Аннелиз - Гиллхэм Дэвид
— Скажи, — начинает господин Нусбаум. На нем два свитера — он объясняет, что не может согреться и под сотней свитеров, но два — это лучше, чем ни одного. — Скажи, это правда? Твой папа утверждает, что у тебя талант к сочинительству.
Анна поднимает голову от тяжелого тома:
— Правда?
— О да. Он в самом деле в этом убежден.
Сглотнув ком в горле, Анна возвращается к коробке разномастных книжек, которую разбирала.
— Когда-то и я так думала, — говорит она.
— И что же заставило тебя изменить мнение?
Она смотрит в лицо господина Нусбаума. Он что, шутит? Он любит исподтишка пошутить. Но на сей раз в его лице нет ни малейшей иронии, лишь скромное любопытство.
— Я вела дневник. Когда мы скрывались. Хотела написать книгу после войны. Может, роман или что-то в этом роде. Каково было нам. Евреям, — говорит она. — Но когда нас арестовали, все пропало.
— А потом? — спросил он.
— Что — потом?
— После этого ты совсем перестала писать?
— Нет, — признается она.
— Нет.
— Нет, я все еще пишу, — отвечает она. — Но это не то.
— Понимаю, — он кивает. Задумчиво затягивается сигарой и кладет ее на край прилавка так, что горящий кончик оказывается висящим в воздухе: на лакированной поверхности прилавка уже образовалось черное пятно от множества слившихся вместе маленьких ожогов. — А почему?
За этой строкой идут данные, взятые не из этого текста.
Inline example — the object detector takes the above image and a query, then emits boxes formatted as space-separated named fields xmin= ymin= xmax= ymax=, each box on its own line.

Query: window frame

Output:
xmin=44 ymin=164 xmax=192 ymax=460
— Потому, — отвечает Анна, — что все это больше ничего не значит.
— Нет? Но это должно что-то значить, Анна, — говорит господин Нусбаум. — А иначе зачем ты это делаешь?
— Не знаю, — признается она и отворачивается. — Должно быть, — начинает она, а потом качает головой, точно отгоняя неприятные мысли. — Должно быть, я просто не могу не писать, — признается она, доставая из коробки очередную книгу.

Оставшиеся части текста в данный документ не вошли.